Previously, only pairwise comparisons of preferred tuning were made on the data. Also of interest to compare across classes is the selectivity (width) of the responses. Because previously the screening step preferentially excluded experiments with broad selectivity, pairwise comparisons of the remaining experiments would be unavoidably biased. To overcome this problem, the sample circular variance, a nonparametric index from circular statistics (see Materials and Methods), was calculated for each experiment. This measure of responses selectivity can be obtained from experiments even with poor selectivity. A perfectly tuned neuron—one that fired only in response to the preferred stimulus—is defined as having a circular variance of “0.” At the other extreme, a circular variance of “1” describes a perfectly nonselective cell, in which the neuronal firing rate is the same for all motion types.
Figure 15 presents 15 bar plots showing the population distributions of pairwise differences in circular variance. (With 6 different stimulus classes there are 15 unique comparisons.) This figure follows the same conventions as the previous bar plots. This figure shows that for a particular cell, responses from AP, FL, and NF classes were consistently less selective than for the RD, ES, and SS classes. In addition, comparisons within the RD, ES, and SS classes, as well as within the AP, NF, and FL classes, were centered around zero.

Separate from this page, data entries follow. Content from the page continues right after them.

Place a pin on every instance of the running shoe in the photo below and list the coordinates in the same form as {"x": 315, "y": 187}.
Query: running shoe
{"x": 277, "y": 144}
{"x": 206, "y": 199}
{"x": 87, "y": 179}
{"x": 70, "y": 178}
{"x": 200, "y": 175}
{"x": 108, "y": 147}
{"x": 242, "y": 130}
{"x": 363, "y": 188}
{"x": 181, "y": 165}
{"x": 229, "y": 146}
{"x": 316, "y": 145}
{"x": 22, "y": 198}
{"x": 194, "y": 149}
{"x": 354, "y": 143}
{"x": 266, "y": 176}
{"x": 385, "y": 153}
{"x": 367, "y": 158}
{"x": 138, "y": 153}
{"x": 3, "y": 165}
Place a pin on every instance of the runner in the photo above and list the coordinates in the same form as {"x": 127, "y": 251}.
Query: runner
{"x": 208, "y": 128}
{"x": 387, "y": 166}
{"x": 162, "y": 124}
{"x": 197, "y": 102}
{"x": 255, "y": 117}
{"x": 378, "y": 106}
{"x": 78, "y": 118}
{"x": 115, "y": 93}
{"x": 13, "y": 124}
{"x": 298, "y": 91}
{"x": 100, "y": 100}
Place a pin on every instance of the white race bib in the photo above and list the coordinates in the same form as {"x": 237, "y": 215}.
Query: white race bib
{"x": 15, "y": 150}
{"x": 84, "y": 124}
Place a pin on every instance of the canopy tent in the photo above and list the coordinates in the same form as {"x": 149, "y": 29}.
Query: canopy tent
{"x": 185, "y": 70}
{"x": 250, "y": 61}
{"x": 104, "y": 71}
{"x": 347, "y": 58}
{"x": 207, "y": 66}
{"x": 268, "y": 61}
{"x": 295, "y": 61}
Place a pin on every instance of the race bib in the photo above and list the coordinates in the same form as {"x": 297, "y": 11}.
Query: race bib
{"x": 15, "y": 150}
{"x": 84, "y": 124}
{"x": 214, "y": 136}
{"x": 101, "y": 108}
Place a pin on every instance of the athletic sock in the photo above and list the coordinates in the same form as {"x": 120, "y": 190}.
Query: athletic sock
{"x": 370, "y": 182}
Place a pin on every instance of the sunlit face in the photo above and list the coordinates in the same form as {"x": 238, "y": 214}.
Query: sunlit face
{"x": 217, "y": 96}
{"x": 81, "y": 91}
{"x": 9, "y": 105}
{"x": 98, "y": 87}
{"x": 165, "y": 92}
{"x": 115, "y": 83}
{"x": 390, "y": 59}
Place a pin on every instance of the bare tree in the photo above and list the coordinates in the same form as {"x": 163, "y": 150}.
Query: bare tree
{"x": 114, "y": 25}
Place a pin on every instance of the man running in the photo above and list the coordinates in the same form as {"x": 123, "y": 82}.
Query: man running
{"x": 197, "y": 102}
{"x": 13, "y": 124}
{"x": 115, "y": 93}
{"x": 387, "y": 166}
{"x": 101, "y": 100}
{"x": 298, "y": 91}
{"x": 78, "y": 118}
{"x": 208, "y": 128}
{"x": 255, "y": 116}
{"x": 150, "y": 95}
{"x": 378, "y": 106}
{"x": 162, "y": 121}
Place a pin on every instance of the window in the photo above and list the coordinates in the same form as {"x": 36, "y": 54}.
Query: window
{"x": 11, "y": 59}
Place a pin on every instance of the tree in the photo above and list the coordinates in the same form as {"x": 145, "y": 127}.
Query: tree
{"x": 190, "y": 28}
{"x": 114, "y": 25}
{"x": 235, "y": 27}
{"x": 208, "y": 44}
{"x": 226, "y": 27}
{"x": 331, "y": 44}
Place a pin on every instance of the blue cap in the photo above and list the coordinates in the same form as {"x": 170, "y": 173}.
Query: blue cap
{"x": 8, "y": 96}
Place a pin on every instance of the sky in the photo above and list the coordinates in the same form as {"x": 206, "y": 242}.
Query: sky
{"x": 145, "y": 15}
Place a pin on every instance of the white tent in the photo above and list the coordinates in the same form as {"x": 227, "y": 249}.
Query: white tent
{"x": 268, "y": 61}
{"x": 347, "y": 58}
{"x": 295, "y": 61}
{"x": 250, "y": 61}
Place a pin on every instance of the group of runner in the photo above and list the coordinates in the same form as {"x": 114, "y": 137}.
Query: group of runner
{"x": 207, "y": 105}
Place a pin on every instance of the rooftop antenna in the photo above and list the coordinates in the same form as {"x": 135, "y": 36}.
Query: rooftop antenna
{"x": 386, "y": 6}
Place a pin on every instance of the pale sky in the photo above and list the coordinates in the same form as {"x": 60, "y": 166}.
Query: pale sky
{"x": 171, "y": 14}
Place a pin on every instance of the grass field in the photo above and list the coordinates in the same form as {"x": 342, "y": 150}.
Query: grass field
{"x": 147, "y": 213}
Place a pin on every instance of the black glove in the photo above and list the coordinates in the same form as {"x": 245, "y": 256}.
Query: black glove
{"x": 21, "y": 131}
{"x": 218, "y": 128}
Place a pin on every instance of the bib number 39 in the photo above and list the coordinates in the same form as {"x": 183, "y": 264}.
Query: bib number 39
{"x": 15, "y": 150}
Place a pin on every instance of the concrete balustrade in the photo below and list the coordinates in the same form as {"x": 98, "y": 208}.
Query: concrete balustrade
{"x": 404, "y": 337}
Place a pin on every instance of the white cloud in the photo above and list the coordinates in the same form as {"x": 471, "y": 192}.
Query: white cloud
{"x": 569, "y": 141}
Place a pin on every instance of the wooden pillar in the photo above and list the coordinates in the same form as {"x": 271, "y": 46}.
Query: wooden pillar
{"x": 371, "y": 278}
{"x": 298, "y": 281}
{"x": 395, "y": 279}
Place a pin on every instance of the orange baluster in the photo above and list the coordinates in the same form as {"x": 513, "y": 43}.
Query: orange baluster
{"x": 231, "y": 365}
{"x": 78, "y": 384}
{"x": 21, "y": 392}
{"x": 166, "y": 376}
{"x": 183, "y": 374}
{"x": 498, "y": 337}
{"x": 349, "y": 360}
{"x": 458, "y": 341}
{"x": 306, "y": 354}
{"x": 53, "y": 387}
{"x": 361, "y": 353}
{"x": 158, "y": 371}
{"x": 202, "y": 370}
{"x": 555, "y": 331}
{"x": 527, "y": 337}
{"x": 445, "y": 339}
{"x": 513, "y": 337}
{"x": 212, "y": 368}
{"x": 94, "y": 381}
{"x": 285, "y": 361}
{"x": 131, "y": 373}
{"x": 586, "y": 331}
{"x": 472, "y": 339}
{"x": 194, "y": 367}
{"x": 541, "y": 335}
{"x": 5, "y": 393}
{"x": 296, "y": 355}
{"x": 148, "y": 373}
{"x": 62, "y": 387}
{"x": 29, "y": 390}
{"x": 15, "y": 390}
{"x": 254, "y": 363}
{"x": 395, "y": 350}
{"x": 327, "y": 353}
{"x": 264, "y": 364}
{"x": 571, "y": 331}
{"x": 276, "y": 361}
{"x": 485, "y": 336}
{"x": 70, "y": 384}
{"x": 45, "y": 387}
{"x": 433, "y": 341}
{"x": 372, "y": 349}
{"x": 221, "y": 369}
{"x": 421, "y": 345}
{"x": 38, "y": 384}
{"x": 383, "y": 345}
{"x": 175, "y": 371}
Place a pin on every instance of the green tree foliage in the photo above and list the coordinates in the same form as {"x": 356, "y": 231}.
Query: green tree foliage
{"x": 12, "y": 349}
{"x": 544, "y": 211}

This information is summarized in Table 6, which breaks down the data from each class into the Tuned, Untuned, and No Response categories discussed above, followed by an “all” row that pools this information. The last three rows pool data from all six classes together for each response category. This table also summarizes additional descriptive statistics such as average firing rate, obtained by determining average firing rate summed across the eight motion types. Because background firing rate did not vary across stimulus classes or response categories, this index reflects overall responsiveness to each stimulus class. In general, the Tuned and Untuned experiments had similar average firing rates, and experiments that fell into the No Response category had weak responses. Therefore, the difference between the Tuned and Untuned experiments was with respect to the selectivity and not the magnitude of the response.
Table 6.
n | Average firing rate | % sig resp. (Rayleigh) | Circular variance | Directional index | |
---|---|---|---|---|---|
RD (Tuned) | 156 | 30 | 90 | 0.59 | 0.78 |
RD (Untuned) | 0 | — | — | — | — |
RD (No Response) | 34 | 10 | 15 | 0.73 | 0.57 |
RD (All) | 190 | 27 | 82 | 0.61 | 0.74 |
ES (Tuned) | 107 | 33 | 87 | 0.63 | 0.73 |
ES (Untuned) | 12 | 46 | 20 | 0.82 | 0.45 |
ES (No Response) | 0 | — | — | — | — |
ES (All) | 119 | 34 | 81 | 0.64 | 0.70 |
SS (Tuned) | 143 | 28 | 87 | 0.64 | 0.73 |
SS (Untuned) | 30 | 37 | 0 | 0.83 | 0.43 |
SS (No Response) | 11 | 13 | 0 | 0.80 | 0.57 |
SS (All) | 184 | 26 | 74 | 0.67 | 0.68 |
FL (Tuned) | 42 | 35 | 63 | 0.74 | 0.58 |
FL (Untuned) | 54 | 33 | 11 | 0.87 | 0.33 |
FL (No Response) | 23 | 12 | 38 | 0.75 | 0.47 |
FL (All) | 119 | 30 | 33 | 0.81 | 0.44 |
AP (Tuned) | 23 | 26 | 50 | 0.77 | 0.53 |
AP (Untuned) | 48 | 24 | 11 | 0.88 | 0.38 |
AP (No Response) | 48 | 13 | 7 | 0.86 | 0.41 |
AP (All) | 119 | 20 | 17 | 0.85 | 0.42 |
NF (Tuned) | 20 | 30 | 56 | 0.71 | 0.63 |
NF (Untuned) | 20 | 24 | 20 | 0.83 | 0.42 |
NF (No Response) | 10 | 12 | 23 | 0.82 | 0.38 |
NF (All) | 50 | 23 | 32 | 0.79 | 0.48 |
All classes (Tuned) | 491 | 31 | 83 | 0.63 | 0.72 |
All classes (Untuned) | 164 | 30 | 13 | 0.86 | 0.38 |
All classes (No Response) | 126 | 13 | 17 | 0.82 | 0.43 |
The table represents the average value of the appropriate index (column) for the appropriate set of experiments (row). Average firing rate sums responses for each experiment across all eight motion types. The Rayleigh test is a circular, nonparametric statistic for uniformity of response across motion type. The circular variance reflects response width and has a range of 0–1. A circular variance of 1 describes a perfectly uniform response. The directional index is a measure of response strength obtained by comparing preferred and antipreferred response rates. The antipreferred direction is defined as the motion type 180° (in spiral space) from the direction of maximum response.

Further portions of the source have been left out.